Discussion in 'Options' started by swimmus, Mar 26, 2007.

  1. swimmus

    swimmus

    Hello, I am primarily a swing trader but I think NKE will drop after the upcoming split and wanted to buy some puts to capture the fall. Questions:

    If I buy in the money puts, do I stay within a month or two.

    If Out of the money puts- how far out.

    I typically would short it, but I think my timing may be off a littler and think that options could reduce my risk.

    I know very little about the Greeks but enough about options that a swing play could pan out well. Just not sure best route to take.

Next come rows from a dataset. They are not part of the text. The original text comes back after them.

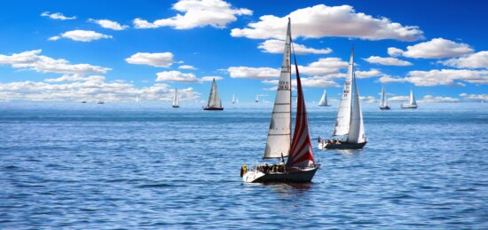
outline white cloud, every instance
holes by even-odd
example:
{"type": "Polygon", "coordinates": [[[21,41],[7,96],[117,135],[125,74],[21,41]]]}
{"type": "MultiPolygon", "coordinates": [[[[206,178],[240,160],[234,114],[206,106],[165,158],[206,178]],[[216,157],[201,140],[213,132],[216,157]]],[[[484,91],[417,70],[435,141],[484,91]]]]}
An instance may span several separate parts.
{"type": "Polygon", "coordinates": [[[10,65],[14,68],[32,69],[42,73],[69,75],[105,74],[111,68],[89,64],[69,64],[62,59],[55,59],[39,55],[42,50],[34,50],[12,55],[0,54],[0,65],[10,65]]]}
{"type": "Polygon", "coordinates": [[[174,17],[157,20],[152,23],[135,19],[134,26],[137,28],[171,27],[176,29],[188,29],[205,26],[222,28],[228,23],[235,21],[236,16],[252,15],[252,11],[233,8],[223,0],[180,0],[173,4],[172,9],[185,14],[178,13],[174,17]]]}
{"type": "Polygon", "coordinates": [[[398,48],[395,48],[395,47],[388,48],[388,55],[392,56],[392,57],[401,56],[403,52],[404,52],[404,51],[402,51],[398,48]]]}
{"type": "Polygon", "coordinates": [[[116,21],[113,21],[113,20],[109,20],[89,19],[88,21],[97,23],[102,28],[110,28],[110,29],[114,29],[114,30],[124,30],[124,29],[129,28],[129,26],[127,26],[127,25],[122,26],[122,25],[119,24],[116,21]]]}
{"type": "Polygon", "coordinates": [[[203,76],[198,78],[195,75],[192,73],[182,73],[179,71],[163,71],[156,74],[158,78],[156,82],[181,82],[181,83],[202,83],[202,82],[211,82],[214,78],[216,81],[224,79],[221,76],[203,76]]]}
{"type": "MultiPolygon", "coordinates": [[[[400,49],[390,47],[389,53],[399,54],[400,49]]],[[[467,44],[458,44],[444,38],[434,38],[429,42],[417,44],[406,47],[401,52],[404,57],[413,59],[442,59],[458,57],[473,52],[473,49],[467,44]]]]}
{"type": "Polygon", "coordinates": [[[279,76],[279,69],[272,67],[232,67],[227,71],[232,78],[268,79],[279,76]]]}
{"type": "MultiPolygon", "coordinates": [[[[82,82],[50,83],[13,82],[0,83],[0,98],[6,100],[35,101],[133,101],[135,95],[145,100],[172,100],[174,93],[165,83],[138,89],[131,83],[106,83],[103,76],[89,76],[82,82]]],[[[200,93],[193,88],[178,89],[180,100],[196,100],[200,93]]]]}
{"type": "Polygon", "coordinates": [[[356,71],[355,75],[358,78],[370,78],[374,76],[382,76],[384,75],[380,70],[376,68],[372,68],[368,71],[356,71]]]}
{"type": "Polygon", "coordinates": [[[43,13],[41,13],[41,16],[42,17],[48,17],[51,20],[75,20],[76,19],[76,16],[66,17],[65,15],[63,15],[60,12],[51,13],[50,12],[43,12],[43,13]]]}
{"type": "Polygon", "coordinates": [[[465,57],[441,61],[441,63],[453,67],[488,68],[488,52],[478,52],[465,57]]]}
{"type": "Polygon", "coordinates": [[[390,75],[383,75],[380,77],[380,83],[405,83],[406,80],[405,78],[400,77],[392,77],[390,75]]]}
{"type": "Polygon", "coordinates": [[[178,68],[179,69],[197,69],[195,67],[190,66],[190,65],[179,66],[178,68]]]}
{"type": "Polygon", "coordinates": [[[419,100],[419,102],[423,102],[423,103],[458,102],[458,101],[460,101],[459,99],[454,99],[450,97],[432,96],[432,95],[425,95],[423,99],[419,100]]]}
{"type": "Polygon", "coordinates": [[[400,66],[400,67],[405,67],[405,66],[412,66],[413,64],[411,62],[408,62],[406,60],[398,59],[396,58],[382,58],[378,56],[371,56],[367,59],[363,59],[364,60],[369,62],[369,63],[374,63],[374,64],[380,64],[383,66],[400,66]]]}
{"type": "Polygon", "coordinates": [[[429,71],[410,71],[405,80],[417,86],[457,85],[464,86],[459,81],[470,83],[488,83],[488,71],[468,69],[432,69],[429,71]]]}
{"type": "Polygon", "coordinates": [[[387,18],[374,18],[363,12],[356,12],[350,5],[325,4],[298,9],[282,18],[264,15],[259,18],[258,22],[248,24],[246,28],[233,28],[231,36],[255,39],[283,39],[288,18],[292,20],[292,34],[295,37],[341,36],[400,41],[423,38],[423,32],[418,27],[402,26],[387,18]]]}
{"type": "Polygon", "coordinates": [[[138,52],[125,59],[127,63],[148,65],[159,67],[169,67],[176,61],[171,52],[138,52]]]}
{"type": "MultiPolygon", "coordinates": [[[[271,53],[283,53],[285,49],[285,41],[270,39],[266,40],[264,43],[260,44],[257,48],[261,49],[264,52],[271,53]]],[[[313,53],[313,54],[327,54],[332,52],[332,49],[314,49],[306,47],[305,45],[295,44],[294,49],[296,54],[305,54],[305,53],[313,53]]]]}
{"type": "Polygon", "coordinates": [[[468,94],[463,92],[460,96],[465,99],[488,101],[488,94],[468,94]]]}
{"type": "Polygon", "coordinates": [[[57,41],[60,38],[68,38],[77,42],[91,42],[93,40],[98,40],[102,38],[112,38],[112,36],[107,36],[100,33],[97,33],[91,30],[75,29],[62,33],[60,36],[55,36],[48,38],[49,41],[57,41]]]}

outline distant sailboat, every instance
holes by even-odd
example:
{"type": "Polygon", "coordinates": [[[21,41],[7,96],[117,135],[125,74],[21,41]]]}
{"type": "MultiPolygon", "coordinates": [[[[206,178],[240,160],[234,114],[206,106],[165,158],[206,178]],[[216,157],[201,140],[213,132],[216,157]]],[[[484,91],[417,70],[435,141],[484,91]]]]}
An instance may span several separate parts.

    Anyone can offer some help?
     
  2. This is a lot like asking, "I think a stock will go up, how many shares should I buy?"

    How much risk are you willing to take? How much money do you want to make when you're right? How fast do you think it will move?

    The choice of strike and expiration is a balance of all 3 of those questions.
     
  3. swimmus

    swimmus

    Ok, fair enough

    I expect 10-15% drop, time frame about 1 month from split (give or take)

    I was thinking of buying May 110 puts
     
  4. spindr0

    spindr0

    Those are the 2 big issues to consider for option buying. IV is another, but for simplicity, let's ignore it.

    If you are certain of your time frame, go with a shorter month. If not, go with a longer month.

    As for which strike to buy, the OTM put will give you a greater percentage gain if NKE drops substantially and conversely, it will be a big loser if it doesn't. The ITM put will do better if there's only a small drop but could lose more, dollar wise, if NKE rises.

    All of this would be evident if you had an option graphing program since a picture is worth a 1,000 words :->)

    The poor man's way to get an idea of what might happen is to look at an option chain and extrapolate some possibilities. From today's closing quotes:

    NKE 108.80

    Apr 110p 2.40 - 2.55
    Apr 115p 6.20 - 6.40

    May 105p 1.25 - 1.35
    May 110p 3.10 - 3.30
    May 115p 6.40 -6.60

    Suppose you bought the May 105p today for 1.35 and NKE dropped 5 pts tomorrow. The 105p is currently 3.8 pts OTM. It would be 1.2 pts ITM after a 5 pt drop. What May put is 1.2 pts ITM today? Yep, the May 110p. So if NKE dropped 5 pts tomorrow, your May 105p would be worth approx 3.10 (+ 1.75). And if it dropped 10 pts, it would be worth 6.40 (+ 5.15)

    Suppose it took 28 days for this drop to occur. Then, you'd do the same process but you'd use the Apr put chain to get the expected value (the May puts today have 53 days until expiration and 28 days from now, they'll have 25 days of life which is what the Apr's have today).

    So if NKE dropped 5 pts in 4 weeks, your May 105p would be worth approx 2.40 (+ 1.05). And if it dropped 10 pts, it would be worth 6.20 (+ 4.85). And to repeat, this quickie analysis ignores implied volatility changes. For any time periods in between or price change different than option strike intervals, you'll need an option model - eg. spreadsheet, calculator or graphing program.

    Clear as mud ?? :)
     
  5. swimmus

    swimmus

    Thanks, that does offer some insight. I have a small budget I am playing with so Options seem like the way to swing trade high flyers. Thanks for the input .
     
  6. Ouch. This is setting yourself up for some serious pain. Unless you have a pretty thorough understanding of the convex nature of options, you're going to end up in odd situations where you pick the right direction, but lose money anyway.

    If you're really looking to swing trade on a small budget, buy a small number of shares.

    Too many people think of options as a "lottery ticket" that, with a small amount of money, they can win big. While there are positions that the win can be 10 or even 100 times your risk, the odds sure aren't in your favor. :)
     
  7. cdowis

    cdowis

    Have not looked at the numbers but here are a couple of other ideas:

    1. Buy close to the money put, sell further out put, outside the range you expect the market to fall. This is far superior to purchasing out of the money put.

    or, if the expected move is large==

    2. Sell a close to the money put, buy two puts further out.

    3. Sell close to the money call, buy a call further out.